La copertina è di quelle che, se avete ancora un debole per certo immaginario rock'n'roll tutto americano, colpisce dritto al cuore. Si respira quell'aria blue-collar tipica di certe ballate da "backstreets", con Springsteen nel sangue, la puzza dell'asfalto e tanta strada da percorrere. E' tutto racchiuso nelle note di This Old World, secondo episodio solista di Bill Toms e dei suoi Hard Rain, eroi minori di un modo sincero e romantico di intendere il rock'n'roll, per giunta ad alto rischio di estinzione e per questio degno di tutta la nostra considerazione. Ovvio che Bill Toms non abbia la stoffa di un fuoriclasse e che le sue canzoni non trasudino pathos sufficiente per competere con i mostri sacri, ma di un chitarrista cresciuto alla scuola di Joe Grushecky (amico di Springsteen, ma soprattutto anima rock operaia di Pittsburgh) ci si può fidare quasi ciecamente.

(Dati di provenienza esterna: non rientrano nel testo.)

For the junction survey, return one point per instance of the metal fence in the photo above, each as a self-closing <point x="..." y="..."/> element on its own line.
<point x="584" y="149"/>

Per questo atmosfere e radici sono totalmente in sintonia con quelle del suo mentore (Toms è da anni chitarrista nella band di Grushecky): sullo sfondo le acciaierie della capitale della Pennsylvania, storie, desideri ed amori di ordinaria quotidianità, qualche romantica ballata al neon (Born on the streets of heartache, springsteeniana fino al midollo, It's just like you), intervallata a rockacci crudi e nudi (Here with you tonight). Ogni tanto Toms prova anche a riciclarsi come folk singer dall'animo acustico e riflessivo: purtroppo A girl like you e I'm getting off this train aprono e chiudono la raccolta senza eccessivi sussulti. Non è il ruolo tagliato per lui e, fatta eccezione per una Million miles from home che sembra uscire da Wildflowers di Tom Petty, la differenza si sente solo quando entrano in gioco le chitarre d'appoggio di Vinnie Q ed il sax di Phil Brontz, che trasformano What's a man to do in un rhythm'n'blues sporco e pieno di groove come piace tanto a Keith Richards.